“The good that comes to us in life—even the good that comes from God is sometimes mixed with distress.” Written by Dr. Stan Walters in a recent letter
The next morning at the General Hospital in Kingston, I was wheeled into the O.R. All this time I was totally unconscious. There the surgeon removed the round piece of skull that had been pushed down on the brain along with hair. (That was when I had a full head of hair.) And I suppose he did his best to remove the dirt and any other detritus that is in every cattle barn. The hospital put me in an adult ward for they wished me to have a quiet place. I don’t recall when I became conscious once again—it just happened. I do remember the kindness of an older sister, Keitha for she brought in ivory soap bars for me to carve into little animals. When I gave my wonderfully skilled carvings–excuse the hyperbole–to the nurses they were ecstatic.
The doctor passed on to the family just how close I had come to dying. The bolt had barely missed a major artery. With a severed artery I would have died right there in the barn. Remember this too—there were no antibiotics in those days but even so no infection followed the accident or surgery. The doctor explained that the bone would not grow back but that with time a cartilage would form protection. If the bone had grown back would that have made any difference in being a bonehead? This did occur—for a number of years after that accident, if I rubbed my fingers over that spot on my head I would feel it on the left of my face and a bit down by left side. I have a reminder with me of the mercies of God.
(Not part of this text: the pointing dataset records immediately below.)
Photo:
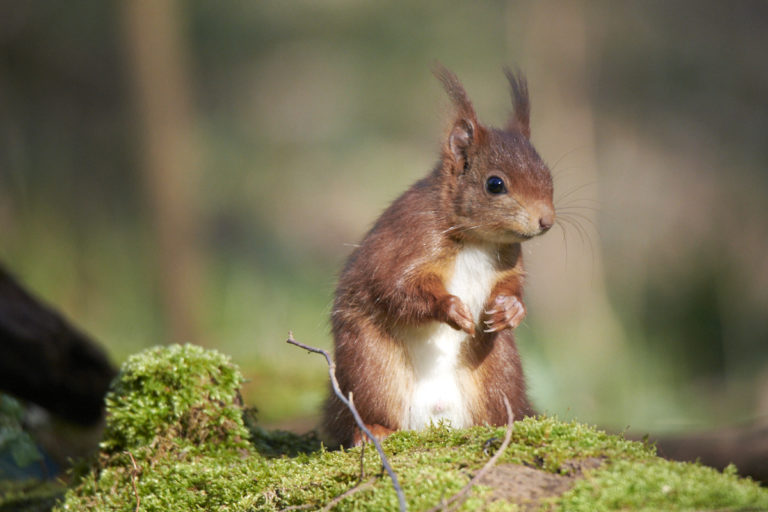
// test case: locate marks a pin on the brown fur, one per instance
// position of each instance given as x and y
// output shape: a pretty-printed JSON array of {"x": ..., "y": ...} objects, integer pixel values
[{"x": 397, "y": 277}]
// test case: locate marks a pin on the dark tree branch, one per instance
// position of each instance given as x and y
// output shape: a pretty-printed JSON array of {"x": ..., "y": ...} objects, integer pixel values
[
  {"x": 457, "y": 498},
  {"x": 46, "y": 360},
  {"x": 358, "y": 419}
]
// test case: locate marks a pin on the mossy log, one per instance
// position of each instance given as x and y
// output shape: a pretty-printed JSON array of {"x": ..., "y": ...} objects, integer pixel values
[{"x": 177, "y": 438}]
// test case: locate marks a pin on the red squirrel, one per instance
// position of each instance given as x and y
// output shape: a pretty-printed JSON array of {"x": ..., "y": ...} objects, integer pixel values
[{"x": 425, "y": 307}]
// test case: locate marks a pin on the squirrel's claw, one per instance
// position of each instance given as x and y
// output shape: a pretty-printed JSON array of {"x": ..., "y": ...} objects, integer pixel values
[{"x": 508, "y": 312}]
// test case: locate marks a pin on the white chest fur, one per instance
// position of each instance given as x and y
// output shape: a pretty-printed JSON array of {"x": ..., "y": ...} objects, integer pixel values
[{"x": 438, "y": 392}]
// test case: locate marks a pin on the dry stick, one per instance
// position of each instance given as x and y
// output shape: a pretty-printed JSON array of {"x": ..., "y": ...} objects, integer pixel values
[
  {"x": 362, "y": 447},
  {"x": 297, "y": 507},
  {"x": 488, "y": 465},
  {"x": 358, "y": 419},
  {"x": 134, "y": 474},
  {"x": 357, "y": 488}
]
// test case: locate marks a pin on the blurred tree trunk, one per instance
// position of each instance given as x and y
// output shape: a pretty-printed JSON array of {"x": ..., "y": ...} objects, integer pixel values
[
  {"x": 570, "y": 273},
  {"x": 157, "y": 68}
]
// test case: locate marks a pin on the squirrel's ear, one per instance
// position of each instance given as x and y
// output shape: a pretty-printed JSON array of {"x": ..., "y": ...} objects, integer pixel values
[
  {"x": 465, "y": 126},
  {"x": 520, "y": 120}
]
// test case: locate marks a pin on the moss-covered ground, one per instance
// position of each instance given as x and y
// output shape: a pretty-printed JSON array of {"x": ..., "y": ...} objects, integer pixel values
[{"x": 178, "y": 439}]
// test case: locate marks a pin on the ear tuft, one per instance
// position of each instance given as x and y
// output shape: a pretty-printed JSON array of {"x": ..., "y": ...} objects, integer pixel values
[
  {"x": 520, "y": 120},
  {"x": 461, "y": 137},
  {"x": 465, "y": 126}
]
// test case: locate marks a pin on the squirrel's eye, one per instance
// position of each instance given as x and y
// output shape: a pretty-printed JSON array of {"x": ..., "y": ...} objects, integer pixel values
[{"x": 495, "y": 185}]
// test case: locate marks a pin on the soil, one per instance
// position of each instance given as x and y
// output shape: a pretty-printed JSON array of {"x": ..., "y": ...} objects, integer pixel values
[{"x": 527, "y": 486}]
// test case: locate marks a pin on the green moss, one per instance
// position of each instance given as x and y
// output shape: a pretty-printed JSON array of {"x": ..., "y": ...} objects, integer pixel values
[
  {"x": 175, "y": 413},
  {"x": 29, "y": 495},
  {"x": 184, "y": 393},
  {"x": 658, "y": 484}
]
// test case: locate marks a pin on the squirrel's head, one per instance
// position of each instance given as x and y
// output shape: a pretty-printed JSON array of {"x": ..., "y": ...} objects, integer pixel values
[{"x": 499, "y": 188}]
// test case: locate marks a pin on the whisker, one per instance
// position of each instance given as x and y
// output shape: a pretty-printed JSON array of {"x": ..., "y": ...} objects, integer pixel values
[{"x": 577, "y": 189}]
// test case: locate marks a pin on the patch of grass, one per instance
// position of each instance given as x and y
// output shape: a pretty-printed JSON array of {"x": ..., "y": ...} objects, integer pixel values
[{"x": 177, "y": 438}]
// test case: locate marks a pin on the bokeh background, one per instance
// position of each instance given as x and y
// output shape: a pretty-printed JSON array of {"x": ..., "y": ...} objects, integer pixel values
[{"x": 197, "y": 171}]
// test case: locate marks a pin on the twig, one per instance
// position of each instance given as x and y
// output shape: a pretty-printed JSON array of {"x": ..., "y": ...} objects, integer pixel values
[
  {"x": 297, "y": 507},
  {"x": 487, "y": 467},
  {"x": 356, "y": 415},
  {"x": 134, "y": 474},
  {"x": 362, "y": 447},
  {"x": 357, "y": 488}
]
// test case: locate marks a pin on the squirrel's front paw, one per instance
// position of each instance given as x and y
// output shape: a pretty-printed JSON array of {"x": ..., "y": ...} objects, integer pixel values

My nephew Allan when he was young often heard the story of this accident. He has mentioned to me that my dad used to say that God answered his prayers and saved my life. Once again I see in all of this a spiritual dimension beyond the world we know so well. Without doubt it is because of His angels am sitting at the computer writing this post.
I learned the hard way that I had to be careful about any blow to the head. It was in Bible School one day when during recess I was tussling with some of the boys and received a blow to the head. For almost two days I did not know who I was or where. I remember wandering around the school trying to sort it all out. A similar situation happened when I was studying in Kentucky. Some of us went to the gym across the street and there a few of us picked up boxing gloves. I am told I hit a chap too hard to his liking and since he knew something of boxing, he decked me. My friends lead me back across the street to my room for I was disoriented. Did the effects of that blow have stay with me?
Until I began to write this piece I had had forgotten the impression that this accident had on me. I was totally and still am convinced that it was God’s angels that watched over me during that time. They gave me back my life. Following that time, the sense of “owing” influenced my purpose in dedicating my life to my Lord. That commitment was small for how can a person recompense anyone for a “saved” life?
Too many strange things happened in that accident for me to chalk it all up to chance. God had sent his angels to change the course of my history. So may I suggest that you discard your doubts about angels for a time and let the strange and wonderful circumstances of life speak to you. Those “chances” will tell you about a spiritual dimension beyond this material world.
And I fervently believe this—angels are often seen through tears.